Maraş ve Hatay'da meydana gelen büyük depremlerin üzerinden 1 ay geçti. Can kaybı rakamları artarken, geçen zamana ve verilen sözlere rağmen milyonlarca depremzedenin acil ihtiyaçları giderilebilmiş değil.
Sosyalist İşçi yayına hazırlandığı sırada, 10 ilde hayatını kaybedenlerin sayısı 46 bini geçmişti. Can kaybının beş binden fazlası Suriye göçmenleri. Hemen herkes gerçek rakamın çok daha fazla olduğu konusunda hem fikir.

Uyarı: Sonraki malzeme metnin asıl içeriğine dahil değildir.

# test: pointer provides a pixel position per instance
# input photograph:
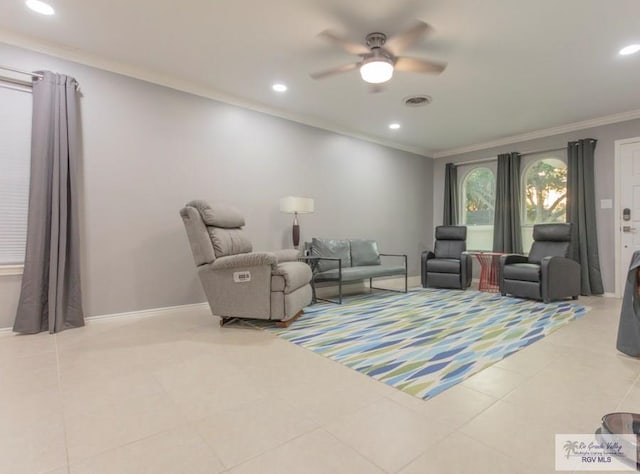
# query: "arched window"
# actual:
(544, 197)
(478, 199)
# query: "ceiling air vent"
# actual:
(417, 100)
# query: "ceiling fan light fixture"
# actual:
(631, 49)
(376, 70)
(40, 7)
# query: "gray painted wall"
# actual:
(149, 149)
(604, 173)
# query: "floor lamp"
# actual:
(296, 205)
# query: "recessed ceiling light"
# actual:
(631, 49)
(40, 7)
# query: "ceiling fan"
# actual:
(381, 55)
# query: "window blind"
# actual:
(15, 151)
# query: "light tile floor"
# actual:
(182, 395)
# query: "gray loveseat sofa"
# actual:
(349, 260)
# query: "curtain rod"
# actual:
(18, 82)
(20, 71)
(489, 160)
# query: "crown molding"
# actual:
(545, 132)
(176, 83)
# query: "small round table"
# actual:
(489, 270)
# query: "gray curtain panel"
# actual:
(450, 212)
(50, 297)
(581, 212)
(507, 234)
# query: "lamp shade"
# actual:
(376, 70)
(293, 204)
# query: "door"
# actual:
(628, 205)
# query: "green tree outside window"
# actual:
(479, 192)
(545, 186)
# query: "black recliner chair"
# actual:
(547, 273)
(447, 266)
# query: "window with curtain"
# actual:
(478, 194)
(544, 188)
(15, 150)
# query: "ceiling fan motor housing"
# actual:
(376, 40)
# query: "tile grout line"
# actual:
(64, 418)
(629, 390)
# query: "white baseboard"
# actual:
(203, 308)
(150, 313)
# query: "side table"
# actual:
(489, 270)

Hasar tespit çalışması tamamlanan 105 bin 794 binadaki 384 bin 545 bağımsız birimin acil yıkılması gereken, ağır hasarlı ve yıkık olduğu tespit edildi. Artçı depremler sebebiyle bu rakamın artması bekleniyor.
Enkaz başlarında ya da çadır kentlerde kış koşullarında ayakta kalmaya çalışan yüz binlerce depremzedenin çadır talepleri tamamen karşılanabilmiş değil. Karşılandığı yerlerde ise konteyner evler talebi yükseliyor. Temiz su ve tuvalet bulmak hâlâ birer sorun. İHA'lar, SİHA'larla, inşaat hamleleriyle övünen AKP iktidarı ise bu talepleri yerine getirebilmiş değil.
Bilim insanlarının uyarılarına rağmen hızla devreye sokulan yeni yerleşim birimlerinin inşası, büyük ihaleler ile inşaat şirketlerine veriliyor. Herkesin bir an önce, güvenli bir evde yaşaması milyonlarca kişinin talebi. Buna karşılık, bu konutların yapılması iki yıl sürecek. Yani 10 ilde depremin vurduğu yüz binlerce kişi bu süre zarfında büyük sıkıntı çekecek.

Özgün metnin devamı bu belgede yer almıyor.